Ayşe Başhoruz
29 avril 2026•Mise à jour: 29 avril 2026
AA / Istanbul
Les ministres du développement du Groupe des Sept (G7) se sont retrouvés mercredi à Paris pour une réunion de deux jours consacrée au financement du développement mondial, à la résilience et à l’impact des crises internationales. Selon le porte-parole français Confavreux, les participants ont souligné « les conséquences potentielles mondiales de la guerre au Moyen-Orient, et en particulier pour les pays les plus vulnérables » sur le réseau social américain X.
La fermeture du détroit d’Ormuz et les attaques contre les infrastructures énergétiques suscitent des craintes de choc énergétique majeur, avec des impacts possibles sur les crises alimentaires, humanitaires et financières dans plusieurs pays partenaires.
La réunion, organisée par Éléonore Caroit, ministre française de la Coopération au développement, s’inscrit dans les préparatifs du sommet des dirigeants du G7 prévus à Évian du 15 au 17 juin. Elle a réuni les sept pays membres du G7, des représentants de l’Union européenne et des pays partenaires, notamment le Brésil, l’Inde, le Kenya, le Maroc et la Corée du Sud.

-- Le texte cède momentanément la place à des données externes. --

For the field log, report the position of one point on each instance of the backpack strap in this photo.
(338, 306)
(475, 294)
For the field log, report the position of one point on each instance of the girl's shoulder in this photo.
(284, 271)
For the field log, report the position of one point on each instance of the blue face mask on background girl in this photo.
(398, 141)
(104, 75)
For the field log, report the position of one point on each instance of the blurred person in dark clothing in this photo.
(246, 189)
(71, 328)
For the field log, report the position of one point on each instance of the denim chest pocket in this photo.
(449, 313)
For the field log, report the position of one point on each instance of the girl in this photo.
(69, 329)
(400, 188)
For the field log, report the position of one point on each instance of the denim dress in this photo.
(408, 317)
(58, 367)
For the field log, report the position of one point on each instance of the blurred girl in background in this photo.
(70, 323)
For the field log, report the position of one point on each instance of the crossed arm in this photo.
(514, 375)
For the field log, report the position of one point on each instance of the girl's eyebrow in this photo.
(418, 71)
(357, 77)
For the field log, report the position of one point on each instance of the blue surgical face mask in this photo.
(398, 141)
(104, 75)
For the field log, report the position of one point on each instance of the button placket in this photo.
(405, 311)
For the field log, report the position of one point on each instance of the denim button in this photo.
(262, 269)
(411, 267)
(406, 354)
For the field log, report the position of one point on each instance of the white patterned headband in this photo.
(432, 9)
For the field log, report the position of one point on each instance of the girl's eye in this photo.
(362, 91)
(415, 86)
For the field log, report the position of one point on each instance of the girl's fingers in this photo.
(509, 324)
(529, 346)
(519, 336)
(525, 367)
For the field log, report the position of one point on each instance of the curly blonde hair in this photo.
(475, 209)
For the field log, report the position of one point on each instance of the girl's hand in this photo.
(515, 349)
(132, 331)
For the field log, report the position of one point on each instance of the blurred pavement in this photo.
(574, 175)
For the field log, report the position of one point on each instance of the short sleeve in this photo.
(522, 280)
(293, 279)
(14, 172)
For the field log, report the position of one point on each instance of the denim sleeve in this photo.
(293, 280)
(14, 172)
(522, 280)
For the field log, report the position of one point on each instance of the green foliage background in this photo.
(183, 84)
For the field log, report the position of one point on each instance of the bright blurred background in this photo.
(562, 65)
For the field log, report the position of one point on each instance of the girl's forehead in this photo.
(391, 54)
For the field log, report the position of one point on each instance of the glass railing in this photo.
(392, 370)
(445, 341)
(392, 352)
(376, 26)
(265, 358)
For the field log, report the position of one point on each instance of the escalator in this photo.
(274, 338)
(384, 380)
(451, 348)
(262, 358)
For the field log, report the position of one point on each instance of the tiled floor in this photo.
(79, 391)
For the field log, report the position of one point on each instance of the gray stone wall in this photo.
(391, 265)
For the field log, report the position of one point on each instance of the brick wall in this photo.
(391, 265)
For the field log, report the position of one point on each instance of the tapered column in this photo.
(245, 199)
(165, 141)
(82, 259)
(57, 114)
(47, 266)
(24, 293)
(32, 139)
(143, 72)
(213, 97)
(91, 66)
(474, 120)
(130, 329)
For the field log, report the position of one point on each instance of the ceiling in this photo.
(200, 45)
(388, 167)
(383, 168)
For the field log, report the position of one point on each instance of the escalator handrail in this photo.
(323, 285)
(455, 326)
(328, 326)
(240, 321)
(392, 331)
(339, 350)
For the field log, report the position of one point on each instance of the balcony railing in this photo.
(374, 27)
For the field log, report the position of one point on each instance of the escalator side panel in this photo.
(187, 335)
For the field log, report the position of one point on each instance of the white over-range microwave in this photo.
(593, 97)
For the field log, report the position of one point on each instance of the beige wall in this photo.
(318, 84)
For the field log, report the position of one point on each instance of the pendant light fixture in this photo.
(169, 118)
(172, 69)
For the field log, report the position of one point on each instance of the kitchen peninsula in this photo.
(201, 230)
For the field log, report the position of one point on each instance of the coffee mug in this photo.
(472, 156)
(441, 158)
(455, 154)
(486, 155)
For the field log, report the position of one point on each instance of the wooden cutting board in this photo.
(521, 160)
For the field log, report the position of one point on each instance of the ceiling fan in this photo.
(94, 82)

Les discussions ont porté sur l’accès aux systèmes de santé, la lutte contre l’extrême pauvreté, l’éducation et la sécurité alimentaire. La France s’est engagée à financer l’initiative CREWS, un réseau d’alertes précoces pour les catastrophes naturelles dans les pays les plus vulnérables.
Éléonore Caroit a indiqué que « le monde change de plus en plus vite », souligné que les pays en développement restent particulièrement exposés aux chocs mondiaux, notamment la pression de la dette et l’accès limité au financement. Elle a précisé que les ministres visent à promouvoir une approche du développement fondée sur des « partenariats mutuellement bénéfiques », avec un accent sur la souveraineté, la résilience, l’efficacité mondiale et la réforme du système de développement.
Les ministres ont rappelé que les défis mondiaux sont interconnectés : changement climatique, perte de biodiversité, conflits armés et pandémies. L’accent est mis sur la coordination avec les institutions financières internationales pour renforcer la résilience des pays vulnérables et anticiper les crises.